Explanations such as, “By the time I realized it was too late, it was too late” are not at all helpful and only cause that question mark hanging over my head get bigger and bolder. Soon, it ought to be bright neon.
I awakened to the sound of the early, early early news. It was too soon to feel a mood or cop and attitude. I sort of remember turning over and then it began to spread through me. A feeling of…what is that, anyway? The next thing I knew, I was feeling like an old, used up, washed up woman and thinking of how the OW was 10 years younger than I was. So that data which says that the women men choose for their affairs not being attractive, necessarily? Forget it. Not only was she attractive, but she was young.
So how did I, the one who steadfastly felt that this affair was not about me, slide into this spot? When I realized who the OW was, how cute she was and how young she was, well, that left a serious dent in my fender. Let’s call it a T-bone.
Not that I think I’m ugly or anything, it’s really about him “kicking” me to the curb and abandoning me and our vows for her. That I will never understand. Rather, I may understand it, but what I come to understand is always the same thing: kicked to the curb. Who does that? Who is this man?

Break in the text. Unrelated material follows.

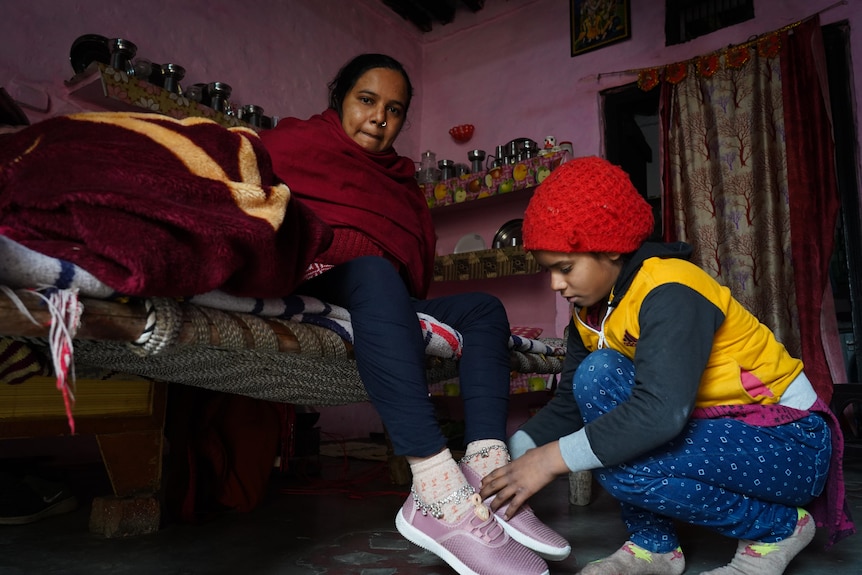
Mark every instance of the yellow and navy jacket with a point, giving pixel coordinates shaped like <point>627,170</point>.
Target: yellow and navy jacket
<point>692,344</point>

I admit, I was in a bit of a mood when we went to bed, having just watched “The Battle Between the Sexes” on The Doctors. No doubt this was a mistake. Hearing those guys talk about women’s bodies and mocking women whose bodies change as they age, etc… was…offensive and I thought, “Is this what we women are headed for? Judged by the effects of time? How fair is that?”
Of course, then I recalled that OW was 10 years younger than I am. And so it goes.